Sebelum Donghae menyelesaikan kalimatnya, Hyukjae telah terlebih dahulu mempertemukan kedua bibir mereka. Entah keberanian darimana yang ia dapat Hyukjae tidak tau. Ia tak bisa berpikir apa-apa sekarang. Bahkan untuk memikirkan bagaimana rasa ciuman pertamanya dengan orang yang ia cintai pun Hyukjae tak sanggup. Tak ada rasa manis. Hyukjae hanya dapat merasakan asin dan pahit sebagaimana situasinya sekarang.

"TIDAK TAU TERIMA KASIH!" Ciuman kecil itu terputus kala ayah Hyukjae menarik baju Donghae hingga laki-laki berantaikan bola besi itu kembali jatuh membentur aspal. Hyukjae mati-matian menahan teriakannya saat melihat kejadian itu terjadi tepat di hadapannya sendiri.

"KAU SUDAH KUBERI KESEMPATAN UNTUK BERBICARA TAPI KAU MALAH BERANI MENYENTUH ANAKKU?! CEPAT MATI KAU ANAK SIAL!" maki ayah Hyukjae. Jangankan Donghae, Hyukjae yang mendengarkan kalimat itu saja rasanya sangat sakit hati, apalagi Lee Donghae?

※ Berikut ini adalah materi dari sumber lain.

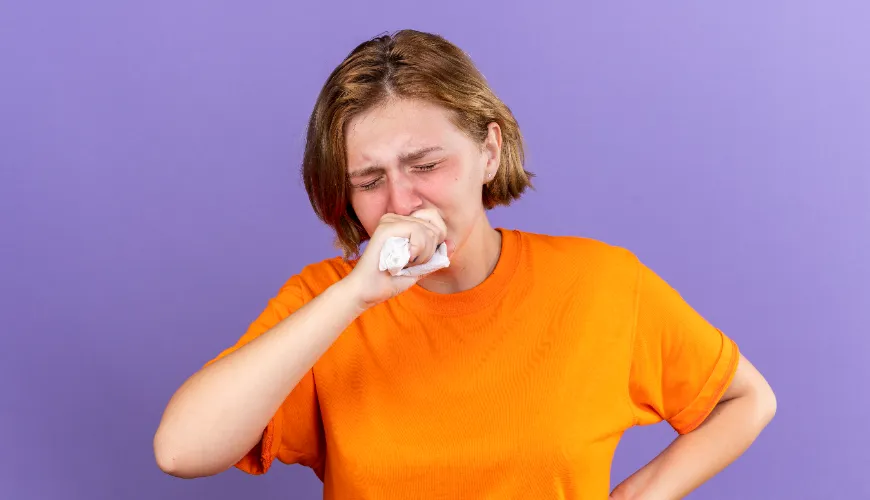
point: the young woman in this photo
(511, 373)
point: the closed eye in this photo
(370, 185)
(425, 168)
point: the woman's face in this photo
(406, 155)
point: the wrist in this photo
(346, 293)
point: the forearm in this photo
(220, 412)
(693, 458)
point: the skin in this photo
(415, 175)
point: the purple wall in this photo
(150, 205)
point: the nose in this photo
(404, 199)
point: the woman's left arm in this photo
(745, 409)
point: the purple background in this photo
(150, 205)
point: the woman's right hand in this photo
(370, 286)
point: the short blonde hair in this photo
(413, 65)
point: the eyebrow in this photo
(403, 158)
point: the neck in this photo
(470, 264)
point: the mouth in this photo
(451, 247)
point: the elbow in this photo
(767, 405)
(170, 461)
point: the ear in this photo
(492, 152)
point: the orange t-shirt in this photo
(518, 388)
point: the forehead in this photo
(386, 131)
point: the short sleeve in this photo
(295, 432)
(681, 364)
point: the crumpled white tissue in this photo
(396, 253)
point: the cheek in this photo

Orang yang benar-benar ditujukan oleh kalimat itu?

"Bawa Hyukjae kembali!" perintah ayahnya. Hyukjae refleks memeluk kaki ayahnya sendiri dan memohon-mohon. Semuanya demi Lee Donghae. Hyukjae tidak siap sama sekali dengan perpisahan ini. Ia tidak tau kalau rasanya akan jauh lebih menyakitkan daripada yang ia bayangkan selama ini.

"Ayah kumohon jangan-"

"Cepat bawa dia pulang!" bentak ayah Hyukjae. Bahkan ibunya sendiri sampai tersentak mendengarnya. Bawahan ayah Hyukjae langsung menarik Hyukjae paksa dan memikulnya di pundak, memastikan Hyukjae tidak memberontak turun.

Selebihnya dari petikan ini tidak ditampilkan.